Wednesday, August 12, 2009

In Praise of Juliet

The Juliet is my favorite tomato cultivar. I know heirloom tomatoes are all the rage these days. They are beautiful and succulent, delicious sliced and sprinkled with just a little salt. I do grow a few large slicing tomatoes, as well as tomatoes for pizza sauce, such as Viva Italia (last year) and Amish Paste (this year). But the little Juliet is dependable, tasty, and prolific; in sum, a sure bet.

These elongated cherry-style tomatoes have performed for me in good soil and bad; in poor weather and great weather. I planted some the summer after we moved into this house, before I’d had a chance to start improving the soil, and was rewarded with dozens of tasty fruits. This summer has been unseasonably cool, and the Juliets are the only cultivars (so far) on which fruit has ripened (partly, or maybe mostly, because they are smaller tomatoes.)

Tomatoes need nighttime temperatures of above 60 degrees F for fruit set, and we have had many nights this summer when the low hovered at or just below that temperature. I consider myself lucky to have as many fruits on all my tomato cultivars as I do. But the Juliets are really loaded with tomatoes, most of them full-size and ready to ripen.

Juliets are less sweet than grape tomatoes, and have a better flavor than the traditional cherry tomato. They will complement a salsa or stand up to a pasta sauce. They’re also ideal for drying, with thick walls and little pulp. Apparently, you just slice them in half, push out the pulp, turn inside out, and place in the dryer, skin side down.

The University of Wisconsin extension advises against solar food drying because the weather here is humid. However, Minnesota homesteaders Larisa Walk and her husband Bob Dahse have designed a solar food dryer that works in our climate. Instructions for building one are in Walk’s booklet A Pantry Full of Sunshine, which you can purchase through
their website.

Sue Robishaw, another upper Midwestern homesteader,
has built the dryer and reports that:

[It] works by convection, drawing air in at the bottom which flows across the trays of food and exits out the top taking moisture with it. And it works in the humid Midwest because there isn’t much space in the dryer for that moist air to hang around in – it quickly moves out.
I plan to build the dryer this winter and try it out next year. If you’ve ever canned tomatoes, you know what a job it is – blanching, peeling, packing hot jars – made more miserable because you’re usually slaving over a hot stove during the hottest time of year. If the tomato drying works out, I may never can another tomato, except as pizza or pasta sauce. The thought of escaping a sweltering kitchen for the chaise lounge in the shade with a good book while the sun dries my tomatoes is very appealing. And I’m told sun-dried tomato-based pasta sauces in winter are delicious.
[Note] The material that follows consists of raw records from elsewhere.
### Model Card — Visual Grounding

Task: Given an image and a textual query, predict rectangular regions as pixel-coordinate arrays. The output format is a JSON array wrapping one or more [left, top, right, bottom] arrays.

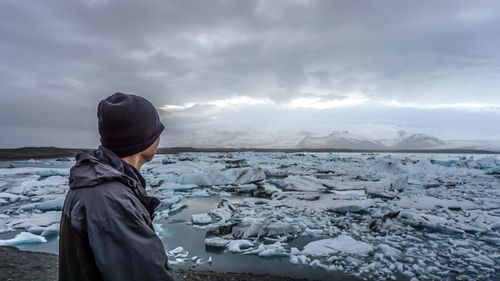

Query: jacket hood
[[69, 145, 139, 190], [69, 145, 161, 218]]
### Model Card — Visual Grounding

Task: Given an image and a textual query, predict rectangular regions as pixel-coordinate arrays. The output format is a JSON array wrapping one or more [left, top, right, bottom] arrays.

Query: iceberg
[[231, 219, 297, 238], [302, 235, 373, 257], [179, 167, 265, 186], [204, 237, 230, 247], [159, 182, 197, 192], [378, 244, 402, 258], [326, 199, 374, 213], [20, 197, 64, 211], [191, 213, 212, 224], [226, 239, 254, 252], [0, 231, 47, 246], [190, 189, 210, 197]]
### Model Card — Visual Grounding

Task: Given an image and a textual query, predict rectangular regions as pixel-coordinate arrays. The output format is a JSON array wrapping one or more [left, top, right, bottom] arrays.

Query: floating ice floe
[[0, 167, 69, 177], [0, 231, 47, 246], [301, 235, 373, 257], [377, 243, 402, 258], [396, 195, 482, 210], [7, 211, 61, 230], [270, 192, 373, 213], [190, 189, 210, 197], [159, 182, 197, 192], [178, 167, 265, 186], [27, 223, 60, 236], [204, 237, 230, 247], [226, 239, 254, 252], [231, 218, 297, 238], [191, 213, 212, 224], [20, 197, 64, 211], [243, 241, 289, 257]]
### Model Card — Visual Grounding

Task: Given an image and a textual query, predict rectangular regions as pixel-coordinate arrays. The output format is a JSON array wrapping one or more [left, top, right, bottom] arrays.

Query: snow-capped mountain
[[297, 130, 385, 150], [389, 130, 447, 149], [297, 130, 449, 150]]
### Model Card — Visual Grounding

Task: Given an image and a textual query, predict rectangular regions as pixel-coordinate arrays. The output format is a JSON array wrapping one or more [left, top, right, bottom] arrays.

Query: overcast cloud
[[1, 0, 499, 148]]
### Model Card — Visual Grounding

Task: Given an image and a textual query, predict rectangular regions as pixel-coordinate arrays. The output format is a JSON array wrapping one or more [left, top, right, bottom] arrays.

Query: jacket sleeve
[[85, 190, 178, 281]]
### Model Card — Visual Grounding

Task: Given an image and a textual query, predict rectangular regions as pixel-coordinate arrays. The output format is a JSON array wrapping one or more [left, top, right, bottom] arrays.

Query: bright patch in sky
[[285, 97, 368, 110], [160, 96, 274, 112]]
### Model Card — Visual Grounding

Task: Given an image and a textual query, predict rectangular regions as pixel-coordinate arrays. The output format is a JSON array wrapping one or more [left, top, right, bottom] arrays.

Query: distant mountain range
[[296, 130, 499, 151], [0, 129, 498, 160]]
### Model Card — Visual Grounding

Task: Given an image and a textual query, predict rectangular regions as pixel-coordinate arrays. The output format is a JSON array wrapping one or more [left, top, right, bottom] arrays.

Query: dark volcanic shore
[[0, 146, 498, 160], [0, 246, 311, 281]]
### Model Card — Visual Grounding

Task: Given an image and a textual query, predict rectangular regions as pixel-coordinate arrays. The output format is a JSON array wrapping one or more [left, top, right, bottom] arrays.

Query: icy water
[[0, 195, 356, 281], [1, 152, 499, 280]]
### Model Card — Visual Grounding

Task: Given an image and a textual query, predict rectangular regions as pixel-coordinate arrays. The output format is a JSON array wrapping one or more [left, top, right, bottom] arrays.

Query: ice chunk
[[289, 254, 310, 265], [282, 176, 328, 192], [41, 223, 60, 236], [326, 199, 374, 213], [158, 195, 184, 210], [226, 239, 254, 252], [365, 187, 396, 199], [232, 219, 297, 238], [400, 212, 464, 234], [378, 244, 402, 258], [0, 232, 47, 246], [168, 258, 185, 265], [0, 167, 69, 176], [234, 183, 258, 192], [474, 156, 500, 169], [20, 197, 64, 211], [258, 242, 289, 257], [397, 196, 480, 210], [159, 182, 196, 192], [34, 175, 68, 187], [243, 198, 271, 205], [0, 192, 23, 202], [204, 237, 230, 247], [373, 159, 409, 174], [8, 211, 61, 229], [302, 235, 373, 256], [167, 246, 185, 255], [466, 255, 496, 267], [153, 223, 164, 237], [179, 167, 265, 186], [207, 203, 233, 226], [35, 169, 70, 177], [271, 192, 373, 213], [304, 228, 323, 237], [389, 174, 408, 191], [191, 213, 212, 224], [190, 189, 210, 197], [26, 225, 45, 235]]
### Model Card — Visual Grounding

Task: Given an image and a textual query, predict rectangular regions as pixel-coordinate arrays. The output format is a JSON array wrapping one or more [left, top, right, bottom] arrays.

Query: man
[[59, 92, 178, 281]]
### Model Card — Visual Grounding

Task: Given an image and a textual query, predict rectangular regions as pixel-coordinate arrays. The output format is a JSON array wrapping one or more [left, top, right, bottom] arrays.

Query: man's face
[[142, 136, 160, 162]]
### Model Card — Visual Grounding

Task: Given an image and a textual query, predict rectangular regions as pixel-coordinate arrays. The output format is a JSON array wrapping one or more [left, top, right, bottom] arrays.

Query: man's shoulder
[[68, 180, 138, 211]]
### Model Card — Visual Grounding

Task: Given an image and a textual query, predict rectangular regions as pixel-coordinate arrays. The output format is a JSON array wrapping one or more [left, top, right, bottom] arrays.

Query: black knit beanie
[[97, 92, 164, 157]]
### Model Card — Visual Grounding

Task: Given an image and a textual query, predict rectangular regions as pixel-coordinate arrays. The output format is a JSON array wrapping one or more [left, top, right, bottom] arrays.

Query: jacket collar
[[69, 145, 160, 219]]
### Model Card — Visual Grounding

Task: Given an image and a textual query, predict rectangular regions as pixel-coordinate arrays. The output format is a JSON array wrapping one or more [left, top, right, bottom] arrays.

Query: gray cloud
[[0, 0, 499, 148]]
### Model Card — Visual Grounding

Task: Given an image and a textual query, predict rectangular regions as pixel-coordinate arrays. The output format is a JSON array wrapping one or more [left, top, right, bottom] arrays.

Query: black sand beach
[[0, 246, 312, 281]]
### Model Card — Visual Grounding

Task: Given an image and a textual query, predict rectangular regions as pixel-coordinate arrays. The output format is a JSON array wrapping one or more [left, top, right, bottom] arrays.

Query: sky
[[0, 0, 499, 148]]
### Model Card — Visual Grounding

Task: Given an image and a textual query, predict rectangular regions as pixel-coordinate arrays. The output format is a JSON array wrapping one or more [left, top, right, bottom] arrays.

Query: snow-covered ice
[[301, 235, 373, 257], [0, 232, 47, 246], [191, 213, 212, 224]]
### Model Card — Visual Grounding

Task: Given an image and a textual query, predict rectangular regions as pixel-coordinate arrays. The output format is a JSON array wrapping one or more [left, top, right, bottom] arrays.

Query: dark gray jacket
[[59, 145, 177, 281]]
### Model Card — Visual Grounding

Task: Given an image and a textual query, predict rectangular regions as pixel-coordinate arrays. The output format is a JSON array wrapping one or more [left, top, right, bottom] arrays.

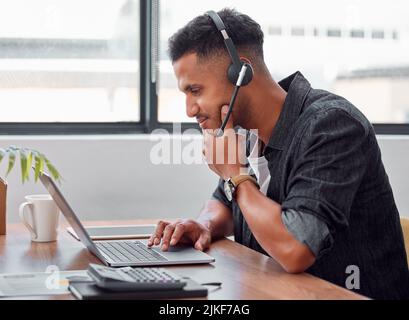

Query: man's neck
[[243, 77, 287, 146]]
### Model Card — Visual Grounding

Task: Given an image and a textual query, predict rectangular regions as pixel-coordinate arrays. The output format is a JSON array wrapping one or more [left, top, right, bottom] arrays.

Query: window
[[350, 29, 365, 38], [158, 0, 409, 133], [291, 27, 305, 37], [268, 26, 282, 36], [1, 0, 409, 134], [327, 28, 342, 37], [0, 0, 140, 132], [372, 30, 385, 39]]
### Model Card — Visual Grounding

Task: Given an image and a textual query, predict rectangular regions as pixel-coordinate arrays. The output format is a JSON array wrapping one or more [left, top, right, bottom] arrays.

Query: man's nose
[[186, 101, 200, 118]]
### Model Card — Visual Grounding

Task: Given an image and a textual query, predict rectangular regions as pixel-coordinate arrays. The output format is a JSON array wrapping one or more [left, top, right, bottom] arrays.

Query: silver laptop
[[39, 172, 215, 267]]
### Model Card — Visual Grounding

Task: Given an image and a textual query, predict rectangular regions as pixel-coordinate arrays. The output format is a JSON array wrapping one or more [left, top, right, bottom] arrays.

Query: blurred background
[[0, 0, 408, 223]]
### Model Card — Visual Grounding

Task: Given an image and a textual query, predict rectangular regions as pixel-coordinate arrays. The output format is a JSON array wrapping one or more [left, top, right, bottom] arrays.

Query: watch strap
[[231, 175, 259, 189]]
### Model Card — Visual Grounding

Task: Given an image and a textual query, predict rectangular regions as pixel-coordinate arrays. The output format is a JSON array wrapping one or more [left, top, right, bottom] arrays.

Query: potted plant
[[0, 145, 61, 235]]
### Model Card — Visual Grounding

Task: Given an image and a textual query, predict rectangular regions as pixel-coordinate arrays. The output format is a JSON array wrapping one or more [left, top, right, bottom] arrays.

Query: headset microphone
[[216, 63, 249, 137], [206, 10, 254, 137]]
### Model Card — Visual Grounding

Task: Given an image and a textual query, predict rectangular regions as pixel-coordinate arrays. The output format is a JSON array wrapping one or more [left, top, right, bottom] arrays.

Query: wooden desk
[[0, 220, 367, 300]]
The only complication with Juliets is that they are hybrids, meaning that saved seeds will not breed true. A major reason heirloom vegetables are so popular now is because the seeds can be saved. So, how will I minimize purchased inputs and do an end run around corporate seed producers? By taking cuttings from this year’s plants.
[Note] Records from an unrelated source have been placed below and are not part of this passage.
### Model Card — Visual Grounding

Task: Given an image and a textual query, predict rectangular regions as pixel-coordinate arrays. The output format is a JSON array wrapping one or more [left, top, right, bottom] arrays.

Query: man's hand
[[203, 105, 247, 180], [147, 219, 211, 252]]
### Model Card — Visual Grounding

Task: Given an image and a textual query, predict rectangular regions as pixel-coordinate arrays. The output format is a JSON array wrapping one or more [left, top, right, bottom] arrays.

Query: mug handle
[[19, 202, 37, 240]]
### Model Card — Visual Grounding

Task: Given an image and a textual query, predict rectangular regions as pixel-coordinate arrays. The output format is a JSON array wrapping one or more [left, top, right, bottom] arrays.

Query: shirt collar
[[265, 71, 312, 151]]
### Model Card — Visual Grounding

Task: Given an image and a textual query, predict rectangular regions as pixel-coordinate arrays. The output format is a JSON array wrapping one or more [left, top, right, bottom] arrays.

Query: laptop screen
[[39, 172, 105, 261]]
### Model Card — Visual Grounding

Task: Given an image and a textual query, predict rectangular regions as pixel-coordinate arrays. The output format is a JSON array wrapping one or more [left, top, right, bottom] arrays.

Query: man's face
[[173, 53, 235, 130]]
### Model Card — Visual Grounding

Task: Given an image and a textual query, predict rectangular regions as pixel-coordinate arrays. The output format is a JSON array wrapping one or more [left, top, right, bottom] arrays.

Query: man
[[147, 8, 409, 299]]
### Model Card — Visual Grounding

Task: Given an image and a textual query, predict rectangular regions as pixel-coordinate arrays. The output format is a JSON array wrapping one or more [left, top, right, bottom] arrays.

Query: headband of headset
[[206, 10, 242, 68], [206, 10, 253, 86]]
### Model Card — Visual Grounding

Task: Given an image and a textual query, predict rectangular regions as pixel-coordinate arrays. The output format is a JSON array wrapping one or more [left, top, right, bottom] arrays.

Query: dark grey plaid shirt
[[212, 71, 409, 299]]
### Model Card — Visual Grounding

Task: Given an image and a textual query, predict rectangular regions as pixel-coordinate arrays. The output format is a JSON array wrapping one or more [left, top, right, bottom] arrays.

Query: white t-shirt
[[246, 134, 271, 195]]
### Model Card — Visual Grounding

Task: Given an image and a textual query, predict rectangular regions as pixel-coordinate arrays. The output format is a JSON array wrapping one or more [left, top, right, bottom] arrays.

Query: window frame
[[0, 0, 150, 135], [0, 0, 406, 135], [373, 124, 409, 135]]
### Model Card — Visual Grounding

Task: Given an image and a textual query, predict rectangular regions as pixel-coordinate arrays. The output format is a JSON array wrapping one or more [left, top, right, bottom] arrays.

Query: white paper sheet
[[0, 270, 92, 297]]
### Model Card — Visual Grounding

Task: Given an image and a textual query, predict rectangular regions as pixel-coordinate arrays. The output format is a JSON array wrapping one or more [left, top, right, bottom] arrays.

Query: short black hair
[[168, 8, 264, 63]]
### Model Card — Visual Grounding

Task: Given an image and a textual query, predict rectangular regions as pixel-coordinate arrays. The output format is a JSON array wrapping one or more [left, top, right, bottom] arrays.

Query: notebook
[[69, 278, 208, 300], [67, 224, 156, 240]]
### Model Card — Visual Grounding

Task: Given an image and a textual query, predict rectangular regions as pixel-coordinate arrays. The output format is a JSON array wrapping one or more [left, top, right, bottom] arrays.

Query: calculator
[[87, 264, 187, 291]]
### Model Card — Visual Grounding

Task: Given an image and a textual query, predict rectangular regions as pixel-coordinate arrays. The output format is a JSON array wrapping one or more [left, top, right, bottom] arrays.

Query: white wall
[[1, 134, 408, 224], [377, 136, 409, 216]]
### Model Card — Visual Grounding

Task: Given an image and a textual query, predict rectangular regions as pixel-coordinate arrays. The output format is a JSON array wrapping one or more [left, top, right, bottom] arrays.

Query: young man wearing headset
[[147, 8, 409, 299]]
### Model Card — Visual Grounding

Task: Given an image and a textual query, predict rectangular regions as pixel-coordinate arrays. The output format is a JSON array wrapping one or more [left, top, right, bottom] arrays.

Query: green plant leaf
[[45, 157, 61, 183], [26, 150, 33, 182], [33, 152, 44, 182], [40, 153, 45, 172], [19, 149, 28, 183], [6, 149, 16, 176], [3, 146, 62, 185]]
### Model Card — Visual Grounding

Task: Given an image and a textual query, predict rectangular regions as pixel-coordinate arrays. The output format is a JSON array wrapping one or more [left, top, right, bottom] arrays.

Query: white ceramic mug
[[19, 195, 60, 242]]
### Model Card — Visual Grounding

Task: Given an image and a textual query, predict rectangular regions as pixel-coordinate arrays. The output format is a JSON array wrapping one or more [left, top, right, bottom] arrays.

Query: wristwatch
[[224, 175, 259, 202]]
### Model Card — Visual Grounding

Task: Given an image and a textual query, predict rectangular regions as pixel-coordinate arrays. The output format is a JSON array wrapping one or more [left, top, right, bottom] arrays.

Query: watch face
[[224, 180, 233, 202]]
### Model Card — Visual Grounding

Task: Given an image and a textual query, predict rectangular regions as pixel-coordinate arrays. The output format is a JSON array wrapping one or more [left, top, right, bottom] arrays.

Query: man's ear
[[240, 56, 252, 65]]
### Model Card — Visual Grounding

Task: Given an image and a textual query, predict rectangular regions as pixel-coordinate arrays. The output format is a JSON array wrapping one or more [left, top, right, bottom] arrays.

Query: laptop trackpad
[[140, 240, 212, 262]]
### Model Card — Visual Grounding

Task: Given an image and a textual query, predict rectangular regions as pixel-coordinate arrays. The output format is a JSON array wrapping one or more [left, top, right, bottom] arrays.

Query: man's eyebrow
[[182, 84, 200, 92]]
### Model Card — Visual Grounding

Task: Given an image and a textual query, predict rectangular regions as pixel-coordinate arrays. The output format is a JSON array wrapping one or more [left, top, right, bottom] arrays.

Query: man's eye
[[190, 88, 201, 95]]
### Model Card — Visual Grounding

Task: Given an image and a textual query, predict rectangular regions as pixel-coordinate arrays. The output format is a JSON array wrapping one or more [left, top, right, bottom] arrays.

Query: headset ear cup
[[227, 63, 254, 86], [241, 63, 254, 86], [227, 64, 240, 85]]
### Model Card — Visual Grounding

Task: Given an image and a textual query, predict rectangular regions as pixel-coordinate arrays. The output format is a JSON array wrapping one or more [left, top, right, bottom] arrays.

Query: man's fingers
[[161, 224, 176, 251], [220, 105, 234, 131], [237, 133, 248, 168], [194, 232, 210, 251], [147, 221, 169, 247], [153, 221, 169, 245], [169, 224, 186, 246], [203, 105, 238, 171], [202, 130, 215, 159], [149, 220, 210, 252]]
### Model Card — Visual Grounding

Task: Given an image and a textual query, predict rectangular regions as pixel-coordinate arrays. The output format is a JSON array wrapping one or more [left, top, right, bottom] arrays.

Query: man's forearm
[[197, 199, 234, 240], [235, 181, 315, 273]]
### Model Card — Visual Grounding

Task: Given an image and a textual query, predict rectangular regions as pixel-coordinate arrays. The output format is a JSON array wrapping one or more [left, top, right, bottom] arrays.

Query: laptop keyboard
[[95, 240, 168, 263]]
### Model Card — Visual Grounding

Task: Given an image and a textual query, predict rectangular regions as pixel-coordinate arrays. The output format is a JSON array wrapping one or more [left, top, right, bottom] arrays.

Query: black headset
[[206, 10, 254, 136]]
I’ve done this successfully with annuals like geraniums and coleus. Tomatoes are perennials in warm climates and easily grow adventitious roots along any section of stem that is beneath the soil line. They’ll probably get a bit spindly over the winter, and certainly won’t produce fruit, but in early spring I’ll take cuttings from new growth on these little seedlings and put them under grow lights with other seeds I’m starting. By the time it’s warm enough to plant them out, they should be sturdy plants.